Service of a Notice and Finding of Financial Responsibility
There are many circumstances in which a parent may be served with a Notice and Finding of Financial Responsibility. These include:
- The state has made an order for child support
- The custodial parent requests or receives public assistance
- A request for support is made by a different state or federal agency
Service of a Notice and Finding of Financial Responsibility must be accomplished in the same what that a civil summons is served. The manner of service is defined in the laws and code of civil procedure of each state. In many states, service of a Notice and Finding of Financial Responsibility can be made by an employee of the agency, through the use of certified mail, or other mail service with delivery confirmation. Other states require the Notice to be personally served by a process server, deputy sheriff, or constable.

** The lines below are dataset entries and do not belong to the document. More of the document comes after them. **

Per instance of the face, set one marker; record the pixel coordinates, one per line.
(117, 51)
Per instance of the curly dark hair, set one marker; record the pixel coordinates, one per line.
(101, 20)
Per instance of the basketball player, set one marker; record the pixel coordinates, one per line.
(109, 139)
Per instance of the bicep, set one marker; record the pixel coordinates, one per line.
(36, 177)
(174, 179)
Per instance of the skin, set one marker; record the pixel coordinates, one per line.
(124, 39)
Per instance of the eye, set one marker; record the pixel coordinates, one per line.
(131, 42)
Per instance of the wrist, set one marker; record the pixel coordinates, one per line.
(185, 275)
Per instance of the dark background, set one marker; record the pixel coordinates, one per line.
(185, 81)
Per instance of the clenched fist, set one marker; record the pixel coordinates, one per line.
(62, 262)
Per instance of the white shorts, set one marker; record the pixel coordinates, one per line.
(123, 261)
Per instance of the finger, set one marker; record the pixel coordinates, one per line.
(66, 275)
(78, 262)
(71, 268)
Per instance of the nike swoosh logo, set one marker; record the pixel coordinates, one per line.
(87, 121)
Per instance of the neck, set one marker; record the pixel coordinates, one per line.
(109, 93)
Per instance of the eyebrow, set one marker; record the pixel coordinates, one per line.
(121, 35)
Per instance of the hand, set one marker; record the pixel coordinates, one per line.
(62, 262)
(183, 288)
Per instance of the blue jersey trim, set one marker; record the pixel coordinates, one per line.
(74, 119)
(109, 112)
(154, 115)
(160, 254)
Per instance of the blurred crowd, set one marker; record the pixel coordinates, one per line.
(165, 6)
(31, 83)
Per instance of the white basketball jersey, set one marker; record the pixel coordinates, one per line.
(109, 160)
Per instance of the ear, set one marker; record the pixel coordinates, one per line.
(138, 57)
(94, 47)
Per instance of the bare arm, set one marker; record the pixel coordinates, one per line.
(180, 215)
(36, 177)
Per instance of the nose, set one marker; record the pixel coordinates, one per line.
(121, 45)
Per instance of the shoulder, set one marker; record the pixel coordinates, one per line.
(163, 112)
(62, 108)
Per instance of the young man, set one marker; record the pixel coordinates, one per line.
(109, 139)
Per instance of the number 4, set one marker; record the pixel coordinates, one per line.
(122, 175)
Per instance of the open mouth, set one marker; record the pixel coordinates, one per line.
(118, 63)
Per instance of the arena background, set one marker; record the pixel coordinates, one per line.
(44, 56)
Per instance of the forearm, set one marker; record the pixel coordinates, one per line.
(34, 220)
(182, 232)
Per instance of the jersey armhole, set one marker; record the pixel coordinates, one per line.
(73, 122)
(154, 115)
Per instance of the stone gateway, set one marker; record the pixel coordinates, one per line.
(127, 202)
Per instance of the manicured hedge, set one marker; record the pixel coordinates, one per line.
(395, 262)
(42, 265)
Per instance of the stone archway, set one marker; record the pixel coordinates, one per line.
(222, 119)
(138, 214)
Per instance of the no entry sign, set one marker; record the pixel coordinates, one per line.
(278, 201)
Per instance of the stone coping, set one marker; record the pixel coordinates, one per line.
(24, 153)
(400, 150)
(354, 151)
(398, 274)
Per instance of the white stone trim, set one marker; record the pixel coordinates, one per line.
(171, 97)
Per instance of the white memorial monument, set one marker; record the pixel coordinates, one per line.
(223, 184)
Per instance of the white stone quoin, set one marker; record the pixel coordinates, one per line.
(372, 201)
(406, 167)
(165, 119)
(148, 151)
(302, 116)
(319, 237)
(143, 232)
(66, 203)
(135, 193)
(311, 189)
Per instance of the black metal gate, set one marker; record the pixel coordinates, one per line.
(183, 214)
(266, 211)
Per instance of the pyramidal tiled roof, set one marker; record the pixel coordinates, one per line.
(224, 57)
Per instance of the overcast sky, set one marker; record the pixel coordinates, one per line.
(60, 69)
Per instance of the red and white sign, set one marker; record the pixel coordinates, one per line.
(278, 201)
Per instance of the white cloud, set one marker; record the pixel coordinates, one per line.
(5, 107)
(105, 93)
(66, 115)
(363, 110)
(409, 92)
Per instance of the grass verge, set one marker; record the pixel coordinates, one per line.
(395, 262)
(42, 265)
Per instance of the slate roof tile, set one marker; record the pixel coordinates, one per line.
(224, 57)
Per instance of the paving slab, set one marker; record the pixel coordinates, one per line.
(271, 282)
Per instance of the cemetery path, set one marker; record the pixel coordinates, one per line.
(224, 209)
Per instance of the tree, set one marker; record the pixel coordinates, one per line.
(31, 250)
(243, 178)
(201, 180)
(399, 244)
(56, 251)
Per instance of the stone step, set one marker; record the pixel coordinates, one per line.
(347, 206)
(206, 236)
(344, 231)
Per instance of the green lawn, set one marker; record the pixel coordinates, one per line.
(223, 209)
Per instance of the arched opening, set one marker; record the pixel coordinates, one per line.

What is Included in the Notice and Finding of Financial Responsibility
While the laws of each state specify what must be included in the official Notice and Finding of Financial Responsibility, information commonly required in the Notice includes:
- Name of the child for whom support is to be paid
- Name and the child’s caretaker – this may be the custodial parent, a guardian, or an agency
- A statement of the monthly child support amount due
- A statement of the past due child support
- A notification that the parent may be required to provide health insurance coverage for the child
In many cases, the paternity of the child for whom benefits have been requested has already been established. If paternity is in question, the Notice will provide information about the mother’s claim of paternity, as well as establishing paternity through evidentiary findings or DNA testing.
Calculating Child Support
Each state has specific guidelines on the method used in calculating child support. In some jurisdictions, the judge has some leeway in determining the actual amount of child support that will be awarded, as long as it meets the guidelines of the laws in the state. The primary factors considered in calculating child support include:
- The incomes and expenses of each parent
- The tax status of each parent
- The amount of time the children spend with each parent
- The child’s standard of living before the separation or divorce
- The special needs of a child
- Child support obligations for children of another relationship
Failure to Pay Child Support
When a court orders a parent to pay child support, the order is legally enforceable, and failure to pay subjects that parent to serious legal consequences. The specific consequences for failure to pay child support vary by state, but generally include wage garnishment, tax liens, loss of professional license, suspension of driver’s license, or even jail time. For example, a parent seriously behind on child support payments in Missouri may be subject to a misdemeanor or felony conviction. That parent will likely lose any business or professional license held, and may be placed on probation, or may be held in jail, depending on the amount of child support is past due.
Related Legal Terms and Issues
- Authority – The right or power to make decisions, to give orders, or to control something or someone.
- Custody – The protective care of something, or someone.
- Divorce – The legal termination of a marriage.